Optoelectromechanical transducer: reversible conversion between microwave and optical photons

TL;DR

This paper reviews recent advances in optoelectromechanical transducers that enable reversible quantum state conversion between microwave and optical photons, crucial for quantum communication and scalable quantum networks.

Contribution

It summarizes recent theoretical and experimental progress in coherent microwave-optical conversion using optoelectromechanical transducers, highlighting challenges and future perspectives.

Findings

Progress in achieving coherent microwave-optical conversion

Development of mechanical resonators as quantum interfaces

Discussion of challenges in single-photon-level conversion

Abstract

Quantum states encoded in microwave photons or qubits can be effectively manipulated, whereas optical photons can be coherently transferred via optical fibre and waveguide.
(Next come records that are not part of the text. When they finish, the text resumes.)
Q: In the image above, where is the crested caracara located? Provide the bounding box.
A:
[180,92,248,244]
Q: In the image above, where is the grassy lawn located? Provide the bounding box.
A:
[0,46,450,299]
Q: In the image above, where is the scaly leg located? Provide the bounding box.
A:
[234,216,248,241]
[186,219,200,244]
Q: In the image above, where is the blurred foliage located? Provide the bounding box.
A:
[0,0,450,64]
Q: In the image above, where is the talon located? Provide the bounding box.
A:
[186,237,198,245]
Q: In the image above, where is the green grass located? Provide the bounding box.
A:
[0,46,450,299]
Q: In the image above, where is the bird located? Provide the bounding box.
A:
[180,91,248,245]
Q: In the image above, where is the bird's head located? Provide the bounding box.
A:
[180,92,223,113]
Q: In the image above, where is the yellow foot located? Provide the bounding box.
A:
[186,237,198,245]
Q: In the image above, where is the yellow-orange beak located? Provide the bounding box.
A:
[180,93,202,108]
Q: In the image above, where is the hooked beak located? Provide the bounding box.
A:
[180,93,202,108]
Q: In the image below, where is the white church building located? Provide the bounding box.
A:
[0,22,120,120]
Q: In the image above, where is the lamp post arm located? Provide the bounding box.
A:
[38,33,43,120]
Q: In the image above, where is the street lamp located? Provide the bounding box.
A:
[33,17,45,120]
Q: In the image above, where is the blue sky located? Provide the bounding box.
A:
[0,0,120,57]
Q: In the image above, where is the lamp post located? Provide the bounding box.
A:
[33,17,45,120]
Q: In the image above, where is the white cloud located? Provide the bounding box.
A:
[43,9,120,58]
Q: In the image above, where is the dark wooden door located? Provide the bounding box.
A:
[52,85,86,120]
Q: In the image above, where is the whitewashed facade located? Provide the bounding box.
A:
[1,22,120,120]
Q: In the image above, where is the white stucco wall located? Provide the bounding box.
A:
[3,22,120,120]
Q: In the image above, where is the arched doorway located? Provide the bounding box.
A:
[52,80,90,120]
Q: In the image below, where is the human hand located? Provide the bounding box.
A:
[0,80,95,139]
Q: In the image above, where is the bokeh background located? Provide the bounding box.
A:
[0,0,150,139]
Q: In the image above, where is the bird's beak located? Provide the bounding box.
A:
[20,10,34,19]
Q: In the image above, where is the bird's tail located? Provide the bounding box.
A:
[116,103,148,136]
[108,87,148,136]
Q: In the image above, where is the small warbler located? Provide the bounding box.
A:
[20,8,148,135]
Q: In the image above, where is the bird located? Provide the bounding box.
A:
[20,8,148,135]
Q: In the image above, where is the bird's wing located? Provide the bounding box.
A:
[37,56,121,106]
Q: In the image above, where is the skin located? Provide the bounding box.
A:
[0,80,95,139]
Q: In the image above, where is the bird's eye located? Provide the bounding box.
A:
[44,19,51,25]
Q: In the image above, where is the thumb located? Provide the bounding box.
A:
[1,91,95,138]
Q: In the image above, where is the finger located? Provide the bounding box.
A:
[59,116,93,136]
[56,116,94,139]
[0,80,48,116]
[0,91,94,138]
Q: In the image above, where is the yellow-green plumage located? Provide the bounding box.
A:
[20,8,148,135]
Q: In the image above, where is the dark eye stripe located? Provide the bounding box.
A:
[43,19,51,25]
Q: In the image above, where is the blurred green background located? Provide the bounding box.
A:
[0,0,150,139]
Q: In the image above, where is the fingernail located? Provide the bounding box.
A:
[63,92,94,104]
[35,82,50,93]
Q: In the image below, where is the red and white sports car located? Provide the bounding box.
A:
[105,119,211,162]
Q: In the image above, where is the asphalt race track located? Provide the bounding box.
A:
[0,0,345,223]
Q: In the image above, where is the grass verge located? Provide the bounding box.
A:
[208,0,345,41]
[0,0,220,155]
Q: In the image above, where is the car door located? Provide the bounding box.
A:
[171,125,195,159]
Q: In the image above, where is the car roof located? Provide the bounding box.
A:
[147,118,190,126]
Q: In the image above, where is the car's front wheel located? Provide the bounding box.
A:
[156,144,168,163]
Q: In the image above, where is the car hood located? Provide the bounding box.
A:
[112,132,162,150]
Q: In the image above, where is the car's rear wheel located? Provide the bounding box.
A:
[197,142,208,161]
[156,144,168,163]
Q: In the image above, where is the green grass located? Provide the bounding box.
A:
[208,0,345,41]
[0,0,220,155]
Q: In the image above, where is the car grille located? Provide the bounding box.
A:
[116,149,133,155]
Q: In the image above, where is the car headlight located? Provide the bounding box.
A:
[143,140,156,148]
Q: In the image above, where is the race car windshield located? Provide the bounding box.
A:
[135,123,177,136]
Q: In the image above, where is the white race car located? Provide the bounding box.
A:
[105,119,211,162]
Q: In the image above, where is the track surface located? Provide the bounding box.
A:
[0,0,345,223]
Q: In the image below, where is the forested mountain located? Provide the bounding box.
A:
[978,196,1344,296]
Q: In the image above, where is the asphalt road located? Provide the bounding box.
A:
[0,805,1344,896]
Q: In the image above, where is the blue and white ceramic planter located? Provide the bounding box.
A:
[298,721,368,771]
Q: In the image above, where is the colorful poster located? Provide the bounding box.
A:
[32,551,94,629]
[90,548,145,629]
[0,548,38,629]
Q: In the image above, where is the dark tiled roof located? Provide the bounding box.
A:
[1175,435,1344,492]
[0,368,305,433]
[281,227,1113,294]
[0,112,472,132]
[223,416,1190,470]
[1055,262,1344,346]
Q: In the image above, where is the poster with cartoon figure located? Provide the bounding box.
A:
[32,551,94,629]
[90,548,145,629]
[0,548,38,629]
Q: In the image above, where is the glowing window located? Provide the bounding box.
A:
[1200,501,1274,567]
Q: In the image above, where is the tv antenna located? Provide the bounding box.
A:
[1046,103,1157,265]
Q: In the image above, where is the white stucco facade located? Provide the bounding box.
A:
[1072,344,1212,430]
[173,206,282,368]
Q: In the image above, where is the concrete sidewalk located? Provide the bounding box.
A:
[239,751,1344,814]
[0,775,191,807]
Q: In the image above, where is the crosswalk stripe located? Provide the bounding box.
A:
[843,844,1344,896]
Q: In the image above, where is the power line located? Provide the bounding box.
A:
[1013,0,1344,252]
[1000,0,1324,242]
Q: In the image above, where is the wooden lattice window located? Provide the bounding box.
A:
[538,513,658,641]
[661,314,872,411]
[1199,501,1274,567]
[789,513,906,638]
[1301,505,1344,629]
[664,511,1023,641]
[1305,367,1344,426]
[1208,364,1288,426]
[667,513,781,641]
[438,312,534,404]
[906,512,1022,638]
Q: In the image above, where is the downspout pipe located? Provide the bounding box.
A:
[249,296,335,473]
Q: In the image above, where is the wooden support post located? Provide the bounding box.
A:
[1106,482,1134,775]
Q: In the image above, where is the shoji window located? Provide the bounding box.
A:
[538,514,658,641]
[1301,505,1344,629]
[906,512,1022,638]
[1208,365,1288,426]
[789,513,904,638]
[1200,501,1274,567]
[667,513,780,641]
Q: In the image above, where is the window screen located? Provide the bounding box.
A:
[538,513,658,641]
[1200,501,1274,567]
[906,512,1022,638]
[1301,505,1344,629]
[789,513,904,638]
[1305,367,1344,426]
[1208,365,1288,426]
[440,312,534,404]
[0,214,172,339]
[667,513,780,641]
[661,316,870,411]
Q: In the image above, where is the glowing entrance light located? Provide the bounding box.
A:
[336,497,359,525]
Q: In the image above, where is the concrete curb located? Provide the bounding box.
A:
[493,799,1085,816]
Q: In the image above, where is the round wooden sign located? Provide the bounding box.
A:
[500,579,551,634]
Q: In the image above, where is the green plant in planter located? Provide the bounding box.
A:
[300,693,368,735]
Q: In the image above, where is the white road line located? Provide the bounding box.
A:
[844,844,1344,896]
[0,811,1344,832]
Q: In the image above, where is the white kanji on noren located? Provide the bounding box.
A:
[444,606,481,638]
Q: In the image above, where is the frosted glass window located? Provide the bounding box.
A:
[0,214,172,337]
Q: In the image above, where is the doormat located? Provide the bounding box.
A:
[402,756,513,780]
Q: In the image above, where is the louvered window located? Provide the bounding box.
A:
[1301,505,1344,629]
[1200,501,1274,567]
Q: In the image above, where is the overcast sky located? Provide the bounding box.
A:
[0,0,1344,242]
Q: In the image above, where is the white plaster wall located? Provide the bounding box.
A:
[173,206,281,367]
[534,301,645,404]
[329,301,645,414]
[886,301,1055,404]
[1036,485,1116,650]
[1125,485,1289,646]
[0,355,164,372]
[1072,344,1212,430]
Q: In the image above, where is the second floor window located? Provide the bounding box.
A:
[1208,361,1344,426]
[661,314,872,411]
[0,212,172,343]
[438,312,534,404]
The reversible conversion of quantum states between microwave and optical photons will hence enable the distribution of quantum information over long distance and significantly improve the scalability of hybrid quantum systems. Owning to technological advances, mechanical resonators couple to quantum devices in distinctly different spectral range with tunable coupling, and can serve as a powerful interface to connect those devices. In this review, we summarize recent theory and experimental progress in the coherent conversion between microwave and optical fields via optoelectromechanical transducers. The challenges and perspectives in achieving single-photon-level quantum state conversion will also be discussed.